When they stopped talking, Larison had paused for a moment to demonstrate his composure. When he spoke, his voice was calm, emotionless, the same voice he would have used had he not heard a single word they’d just uttered. He said, I’ll call again on Friday with instructions on how to deliver the diamonds. If you don’t deliver, I will release the tapes. And anything that happens to Nico or his family will seem mild after what I will do to you and yours.

Then he had hung up. For a long moment he stood still, his eyes unfocused, his heart hammering. Then his legs buckled and he collapsed and curled up on the floor on his side and sobbed uncontrollably for almost ten minutes. He knew he had to move-triangulating on a cloned satellite call was almost impossible, but it was almost impossible that they’d identified him so quickly, too. But he couldn’t move. Shame and horror and self-pity and fear and grief had simply overwhelmed him.

Finally, it subsided. He picked himself up, staggered to the sink, and splashed cold water on his face. He looked at his reflection in the mirror, his eyes red, his cheeks dripping and unshaven, his teeth bared, his nostrils flaring with his agitated breathing. He looked like a nightmare.

Then be a nightmare.

Yes, that was it. Make them pay. Make them pay for everything.

But first, he had to move. That lesson had been drilled into him from the start: No matter what you were hit with, no matter the pain or shock or confusion, never stop moving. Never give them a stationary target.

A corollary lesson was that when you’re ambushed, your best chance of prevailing almost always involved a simple strategy:

Attack back.

They’d be expecting that, of course. In fact, as the shock of the call wore off, to be replaced by a seething determination, he began to understand they were baiting him, hoping he would be provoked.

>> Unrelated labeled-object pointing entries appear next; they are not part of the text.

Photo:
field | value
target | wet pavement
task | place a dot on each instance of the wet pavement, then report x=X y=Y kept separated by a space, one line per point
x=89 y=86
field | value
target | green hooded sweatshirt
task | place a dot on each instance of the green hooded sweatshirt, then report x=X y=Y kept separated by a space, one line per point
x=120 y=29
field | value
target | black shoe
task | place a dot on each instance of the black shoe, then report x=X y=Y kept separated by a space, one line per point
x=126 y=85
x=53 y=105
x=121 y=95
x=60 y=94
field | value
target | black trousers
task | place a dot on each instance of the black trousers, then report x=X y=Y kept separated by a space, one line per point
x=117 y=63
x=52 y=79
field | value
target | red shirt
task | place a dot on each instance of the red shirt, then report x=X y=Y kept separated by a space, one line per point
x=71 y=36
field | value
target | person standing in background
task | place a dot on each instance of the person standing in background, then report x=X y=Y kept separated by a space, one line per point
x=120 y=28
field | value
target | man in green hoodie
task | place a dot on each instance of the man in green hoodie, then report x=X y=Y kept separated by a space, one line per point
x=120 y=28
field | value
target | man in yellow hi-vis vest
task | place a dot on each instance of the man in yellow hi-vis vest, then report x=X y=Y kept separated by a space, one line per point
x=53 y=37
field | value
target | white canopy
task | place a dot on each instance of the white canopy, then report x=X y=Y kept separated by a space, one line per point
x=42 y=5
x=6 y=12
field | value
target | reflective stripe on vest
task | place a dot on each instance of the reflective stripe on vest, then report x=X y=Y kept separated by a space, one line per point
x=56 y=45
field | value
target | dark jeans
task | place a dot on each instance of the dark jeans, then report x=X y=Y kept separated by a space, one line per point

What he would do, therefore, wouldn’t be a surprise. How he would do it would be everything.

He checked his watch. He tried not to imagine what it would be like to be impossibly rich. He could have chartered a jet, he could have been on the ground in San Jose in three hours. Instead, he was glued to this seat in an airport, waiting for the interminable minutes to pass.

The worst part was that he couldn’t figure out what the vulnerability had been. It was distracting him, his mind wouldn’t let it go, he kept going over every aspect of his preparations and his movements and he couldn’t identify a single thing he’d done wrong. The only thing he could remotely come up with was those two brothers, the ones who’d been tailing him and who he’d assumed had just been petty criminals. Maybe they’d been more than that… but even if so, who were they, and how had they been tailing him in the first place? He’d been so careful not to create patterns, but somewhere, he must have done something, he just couldn’t understand what. Maybe the NSA had capabilities beyond even what he’d known of? Maybe he’d made some small mistake, and their supercomputers had unraveled everything from that?